Mrs. Malkin had felt privately for a long time that it was her duty to see that her husband wasn’t always as boyish as he intended to be; she had squashed with some enthusiasm his attempts to take up golf, had discouraged his friendship with an older member of the firm whom she thought patronizing, and had seen to it that at twenty-nine Mr. Malkin was always correctly dressed, good-mannered, childless, and taciturn.
Mr. Malkin liked his wife, or did until the terrible incident of the mouse.
The mice, both of them, had come with the apartment. The minute Mrs. Malkin had gone into the new kitchen and found the mousetrap the old tenant had left in the back of a cupboard, she had known she was going to have trouble. “They’ve been using this mousetrap right along,” she told Mr. Malkin, “and you can see it hasn’t do
ne any good. Prints all over the kitchen.”
“Trouble with this trap,” said Mr. Malkin, getting down on his knees beside it, “they used the same trap over and over. Mice smell where traps have caught other mice, won’t go near a trap that’s been used.”
Mrs. Malkin regarded her husband. “What makes you think you know anything about mice?” she asked.
“You get me a new trap,” Mr. Malkin said, “and I’ll have your mice caught for you.”
Mrs. Malkin didn’t remember to get a new trap until after the painters were finished and Mr. Malkin had put up the drapes and the pictures and she had had her new lampshades made and set them up. Then one night when she went out into her freshly painted kitchen to get a pack of cigarettes, Mrs. Malkin put her foot down on the mouse, which was racing for cover under the refrigerator. She screamed and ran into the living room, where Mr. Malkin was sitting and reading.

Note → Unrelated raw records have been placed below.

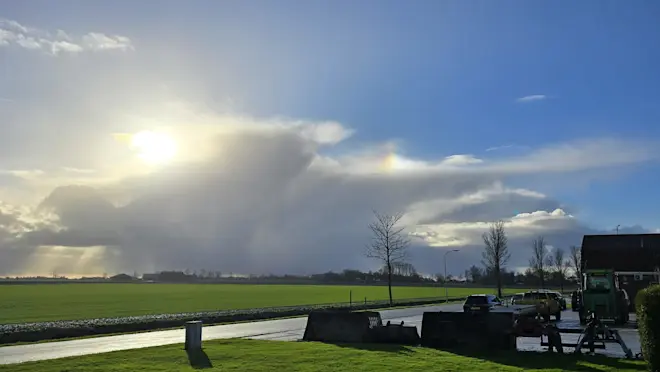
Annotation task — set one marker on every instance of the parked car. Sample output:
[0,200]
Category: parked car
[576,300]
[545,303]
[516,297]
[559,298]
[481,303]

“I didn’t know you were afraid of mice,” Mr. Malkin said soothingly.
“I’m not,” Mrs. Malkin said, “except I do hate to have one of them scare me like that.”
“You get a trap in the morning,” Mr. Malkin said, “and I’ll have that mouse by night.”

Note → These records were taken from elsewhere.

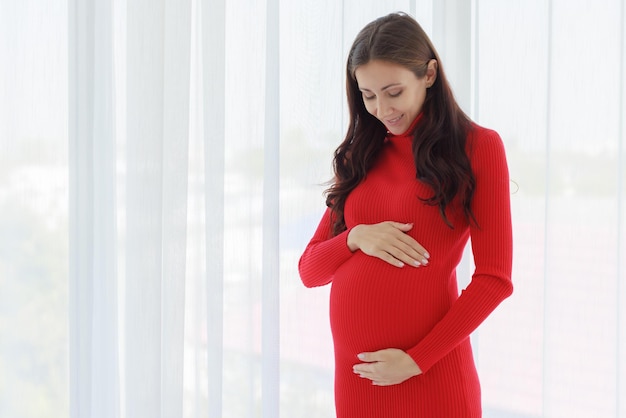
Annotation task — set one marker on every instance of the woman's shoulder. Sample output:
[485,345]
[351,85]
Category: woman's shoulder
[484,144]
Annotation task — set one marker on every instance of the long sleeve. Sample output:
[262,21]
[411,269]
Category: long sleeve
[492,250]
[323,255]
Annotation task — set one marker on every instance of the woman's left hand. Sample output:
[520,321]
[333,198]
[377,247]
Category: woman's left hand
[386,367]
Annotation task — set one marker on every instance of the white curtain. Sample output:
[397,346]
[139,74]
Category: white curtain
[161,170]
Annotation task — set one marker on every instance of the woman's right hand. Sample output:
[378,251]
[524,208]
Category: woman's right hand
[389,242]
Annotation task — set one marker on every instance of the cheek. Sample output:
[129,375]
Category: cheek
[370,107]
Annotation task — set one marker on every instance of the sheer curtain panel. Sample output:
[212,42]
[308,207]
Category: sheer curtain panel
[161,170]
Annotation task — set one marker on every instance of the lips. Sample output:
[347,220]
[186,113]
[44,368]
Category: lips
[394,121]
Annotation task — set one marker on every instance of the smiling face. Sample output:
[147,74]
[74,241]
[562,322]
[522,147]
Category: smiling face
[393,93]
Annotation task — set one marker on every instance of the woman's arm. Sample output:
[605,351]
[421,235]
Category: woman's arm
[492,247]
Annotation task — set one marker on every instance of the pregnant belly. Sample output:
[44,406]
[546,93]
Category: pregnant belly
[374,305]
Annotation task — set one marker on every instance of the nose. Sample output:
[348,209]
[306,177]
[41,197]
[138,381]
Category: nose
[383,108]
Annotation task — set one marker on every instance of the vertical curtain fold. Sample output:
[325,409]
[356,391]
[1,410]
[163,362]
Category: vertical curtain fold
[158,79]
[213,27]
[271,218]
[94,363]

Mrs. Malkin got a trap the next morning, Mr. Malkin set it that night, and the mouse was caught, but just as Mr. Malkin was telling Mrs. Malkin, “You see, trouble with that old trap was that the mouse smelled where other mice had been caught,” Mrs. Malkin heard a suspicious rustling in the newspapers behind the stove, and the next morning there were mouse tracks all over the sink.
“I’m going to have to get the exterminator,” Mrs. Malkin said to Mr. Malkin over the breakfast table, “this cannot go on. I’m not afraid of mice—you know that—but they’re making me so nervous.”